Semantic versioning (semver) is a versioning convention using the format MAJOR.MINOR.PATCH. MAJOR increments signal breaking changes that require consumer code updates. MINOR increments signal new backward-compatible features. PATCH increments signal backward-compatible bug fixes. The version number communicates upgrade risk so consumers can make informed decisions.

What are Conventional Commits?

Conventional Commits is a specification for structuring commit messages in the format type(scope): description. The type (feat, fix, docs, etc.) maps to a semver bump level. A feat commit triggers a MINOR bump, a fix triggers a PATCH bump, and a BREAKING CHANGE footer or ! after the type triggers a MAJOR bump. This enables automated version determination from commit history.

What is the difference between semantic-release and Release Please?

semantic-release publishes automatically on every merge to main -- fully hands-off. Release Please creates a "Release PR" that accumulates changes, letting you choose when to release by merging the PR. semantic-release is better for libraries with frequent releases. Release Please suits teams wanting automated version calculation but manual release timing and a review step.

How do I handle breaking changes in semver?

Increment the MAJOR version. In Conventional Commits, add a BREAKING CHANGE: footer to your commit message, or append ! after the type (e.g., feat(api)!: description). Both semantic-release and Release Please detect these markers and bump MAJOR accordingly. Always document what changed and how consumers should migrate in the commit body.

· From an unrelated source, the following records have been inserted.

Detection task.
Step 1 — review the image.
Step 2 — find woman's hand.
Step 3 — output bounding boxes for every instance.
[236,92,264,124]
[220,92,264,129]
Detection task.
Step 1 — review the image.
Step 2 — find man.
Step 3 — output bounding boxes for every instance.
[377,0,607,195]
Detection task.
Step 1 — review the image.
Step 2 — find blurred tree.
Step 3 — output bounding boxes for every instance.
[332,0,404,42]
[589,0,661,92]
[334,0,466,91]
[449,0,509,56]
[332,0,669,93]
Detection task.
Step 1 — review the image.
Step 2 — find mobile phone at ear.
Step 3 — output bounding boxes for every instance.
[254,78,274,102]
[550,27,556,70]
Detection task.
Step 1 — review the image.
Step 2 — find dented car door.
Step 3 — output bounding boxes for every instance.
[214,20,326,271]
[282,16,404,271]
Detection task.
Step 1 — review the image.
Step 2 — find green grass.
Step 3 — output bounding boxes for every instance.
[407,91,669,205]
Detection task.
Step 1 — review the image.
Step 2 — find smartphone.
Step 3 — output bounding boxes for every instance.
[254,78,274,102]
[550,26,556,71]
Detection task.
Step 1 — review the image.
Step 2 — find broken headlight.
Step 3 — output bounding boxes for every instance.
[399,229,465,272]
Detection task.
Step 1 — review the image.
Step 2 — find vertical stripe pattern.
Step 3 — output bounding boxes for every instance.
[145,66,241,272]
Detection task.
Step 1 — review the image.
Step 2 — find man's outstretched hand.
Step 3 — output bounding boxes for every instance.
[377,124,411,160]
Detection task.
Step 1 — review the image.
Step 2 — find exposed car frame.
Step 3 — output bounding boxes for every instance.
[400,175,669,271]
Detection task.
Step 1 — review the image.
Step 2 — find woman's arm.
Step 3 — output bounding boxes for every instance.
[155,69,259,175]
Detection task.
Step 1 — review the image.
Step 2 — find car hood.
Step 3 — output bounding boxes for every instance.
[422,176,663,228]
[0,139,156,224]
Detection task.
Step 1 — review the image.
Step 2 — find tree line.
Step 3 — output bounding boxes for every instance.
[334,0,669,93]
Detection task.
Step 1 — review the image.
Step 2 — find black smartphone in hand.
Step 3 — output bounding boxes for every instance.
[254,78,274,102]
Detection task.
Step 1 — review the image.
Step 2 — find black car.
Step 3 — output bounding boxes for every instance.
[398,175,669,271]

Should I use semver for applications or only libraries?

Semver is most valuable for libraries and APIs where consumers need to assess upgrade risk. For applications (web apps, services) that aren't consumed as dependencies, semver is still useful for tracking releases and generating changelogs, but the MAJOR/MINOR/PATCH distinction matters less since there are no external consumers pinning version ranges.

How do I enforce Conventional Commits across a team?

Three layers: local git hooks via Husky and commitlint (catches issues immediately), CI validation on pull requests (catches anything that bypasses hooks), and PR title linting if using squash merges (since the squash commit message comes from the PR title). Start with CI validation -- it's the hardest to bypass and requires no local setup from developers.

What happens if someone forgets to use Conventional Commits?

If commitlint is configured, the commit is rejected locally or in CI. If commitlint isn't enforced, semantic-release and Release Please will skip non-conforming commits -- they won't trigger any version bump. This is safe but means changes go unreleased. The fix is retroactive: create a new commit with the correct Conventional Commit message that references the missed change.

Conclusion

Semantic versioning gives version numbers meaning. Conventional Commits automate the decision of what that version should be. Together with semantic-release or Release Please, you get a fully automated pipeline: write a commit message, merge to main, and the tools handle version bumps, changelogs, git tags, and npm publishing.

Start with commitlint and Husky to enforce the commit format. Add Release Please for automated version management with a review step. Once the team is comfortable with the workflow, consider semantic-release for fully hands-off releases. The investment is a 30-minute setup and slightly more thoughtful commit messages -- the return is zero ambiguity about what shipped and when.